I am learning Markov chains and encounter the following problem: Suppose in simple random walk, we start from state k. What's the expected number of visits to k before we hit 0? The book does not mention if the time 0 counts for one visit, but I assume it does.
This question has a first part:The expected number of visits to k between two successive visits to 0 is 1 for all k. The way this part is solved is by defining a stationary measure mu(x)= starting from 0, the expected number of visits to x before we hit 0 again since the starting state 0 is recurrent. This is Theorem 6.5.2 in Rick Durrett's book. Thm 6.5.3 in the book asserts that if the chain is irreducible and recurrent then the stationary measure is unique up to constant multiples. So mu is constant.
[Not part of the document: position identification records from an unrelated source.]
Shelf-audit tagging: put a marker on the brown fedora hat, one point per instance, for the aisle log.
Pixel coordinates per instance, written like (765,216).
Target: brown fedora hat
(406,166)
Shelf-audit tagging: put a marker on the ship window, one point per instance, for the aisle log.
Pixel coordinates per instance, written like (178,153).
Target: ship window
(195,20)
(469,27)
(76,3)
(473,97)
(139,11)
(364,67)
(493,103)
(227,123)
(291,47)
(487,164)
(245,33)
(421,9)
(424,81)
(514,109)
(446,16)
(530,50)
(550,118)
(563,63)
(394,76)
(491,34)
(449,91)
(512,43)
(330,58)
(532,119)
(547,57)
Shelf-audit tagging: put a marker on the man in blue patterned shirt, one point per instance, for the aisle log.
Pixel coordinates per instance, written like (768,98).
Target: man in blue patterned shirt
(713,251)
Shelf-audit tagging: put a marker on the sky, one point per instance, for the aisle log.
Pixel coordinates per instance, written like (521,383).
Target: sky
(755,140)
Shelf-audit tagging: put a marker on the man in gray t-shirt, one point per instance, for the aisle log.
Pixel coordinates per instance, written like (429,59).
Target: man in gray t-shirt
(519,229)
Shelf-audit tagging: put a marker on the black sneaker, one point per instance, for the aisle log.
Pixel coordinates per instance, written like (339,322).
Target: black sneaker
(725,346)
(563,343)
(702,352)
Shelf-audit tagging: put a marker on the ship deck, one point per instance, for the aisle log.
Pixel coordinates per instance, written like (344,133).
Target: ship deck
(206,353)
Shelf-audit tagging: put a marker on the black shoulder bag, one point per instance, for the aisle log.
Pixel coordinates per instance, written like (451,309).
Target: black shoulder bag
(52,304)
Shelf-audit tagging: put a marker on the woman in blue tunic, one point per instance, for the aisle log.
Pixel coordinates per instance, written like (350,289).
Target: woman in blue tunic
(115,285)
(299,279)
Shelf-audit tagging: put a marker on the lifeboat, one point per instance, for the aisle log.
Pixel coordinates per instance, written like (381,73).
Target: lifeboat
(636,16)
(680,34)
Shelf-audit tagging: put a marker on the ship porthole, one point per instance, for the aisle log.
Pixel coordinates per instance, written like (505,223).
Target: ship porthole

But mu(0)=P0(0)=1 which implies mu(k)=1 for all k which is not 0.
Thank you.
Here is the start of a solution:
Let $p_i$ be the probability that when starting from state $i$, we hit state $k$ before we hit state $0$.
Clearly, $p_i = 0$ for $i \le 0$ and $p_i = 1$ for $i \ge k$.
If our current state is $i$ where $0 < i < k$, then we have a $\tfrac{1}{2}$ chance of taking a step to $i-1$ and a $\tfrac{1}{2}$ chance of taking a step to $i+1$. Therefore $p_i = \dfrac{p_{i-1}+p_{i+1}}{2}$ for $0 < i < k$.
Rearrange that equation to get $p_{i} - p_{i-1} = p_{i+1} - p_{i}$. So, $p_i$ grows linearly from $i = 0$ to $i = k$.
Now, you should know what $p_i$ is for $0 < i < k$. So, what is the probability of starting from $k$ and reaching $0$ without hitting $k$ after taking one step? From answering that question, you can get the answer to the problem.